Sunday, May 3, 2015

Nighthawk Day

Tuesday, April 28

We decided this darkly cloudy and windy Tuesday to go to Anahuac National Wildlife Refuge. It is about 17 miles from our Gulfway Motel. On the way there, Deb photographed an Osprey, and at the refuge we saw and Deb photographed and osprey with a rat in its talons. We also saw a Northern Harrier at the refuge. 

Before we got to Anahuac proper we stopped at the Skillern Tract. Lou Skillern and her husband volunteered at Anahuac for years and the tract is named after them. Lou now lives in Ponca City, 40 miles north of Stillwater. Several years ago Lou was on the Payne County Audubon board during my first PCAS presidency. Deb and I walked the trails at the Skillern Tract seeing and photographing a Dickcissel, Eastern Kingbirds, Green Herons, a Yellow Warbler, Orchard Orioles, Cliff Swallows, Lesser Yellowlegs, Black-billed Cuckoo and many other of the “usual suspects.” Then it was on to Anahuac’s main entrance.

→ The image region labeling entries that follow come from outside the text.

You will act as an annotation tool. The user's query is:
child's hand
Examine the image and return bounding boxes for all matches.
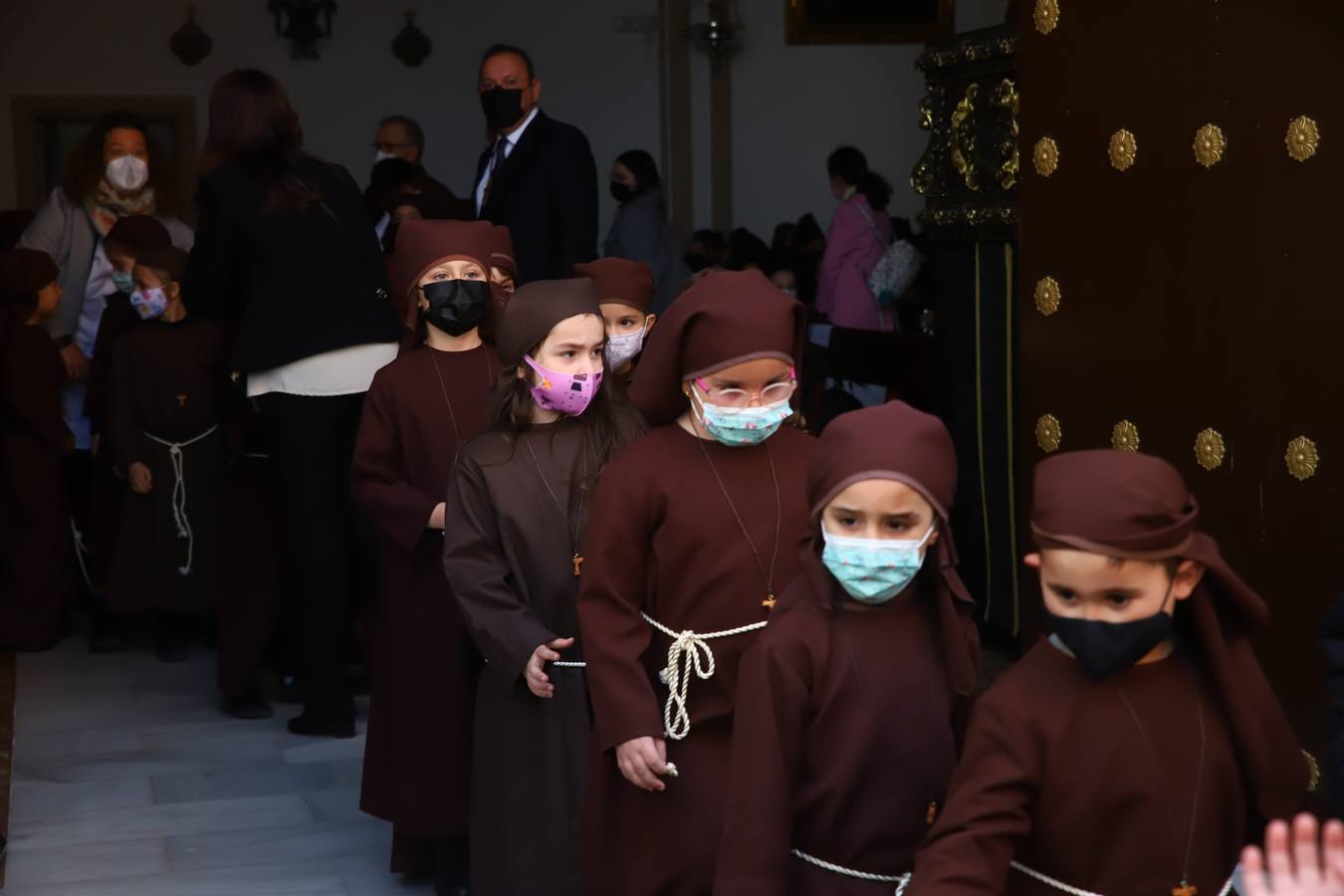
[523,638,573,700]
[615,738,669,792]
[126,461,154,495]
[1241,814,1344,896]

Male Yellow Warbler at Skillern Tract c Deb Hirt





Black-billed Cuckoo c Deb Hirt
Surprisingly, we saw many warblers at Anahuac’s Jackson Woodlot, a small island of deciduous trees amid the floodplains and coastal marshes of this refuge. Deb managed to get good shots of a Chestnut-sided Warbler, Magnolia Warbler, Black-throated Green Warbler (m & f) and an American Redstart. I saw a Philadelphia Vireo at the Woodlot. Yesterday we id’d a Clapper Rail and today we saw both King Rail, which Deb managed to photograph, and a Sora. The sora was in the middle of the dirt road. The marsh water levels have risen high enough to flush the rails to the road.

Magnolia Warbler c Deb Hirt
Male Bay-breasted Warbler c Deb Hirt
Anahuac’s double feature this day was nighthawks. Deb photographed a Lesser Nighthawk snoozing on a chainlink fence across from HQ; we were repeatedly buzzed by a Common Nighthawk in Jackson Woodlot, and then we watched the insect-catching antics of three Common Nighthawks at road’s end. After we turned around to head back to HQ, we found one of the aerial acrobats lying on the warm road. I got the photo of it below. Another of the trio was settling down atop a fencepost, and Deb got a photo of it.


There were several alligators in the canals at Anahuac, most of them quite small but we both photographed the mother gator below.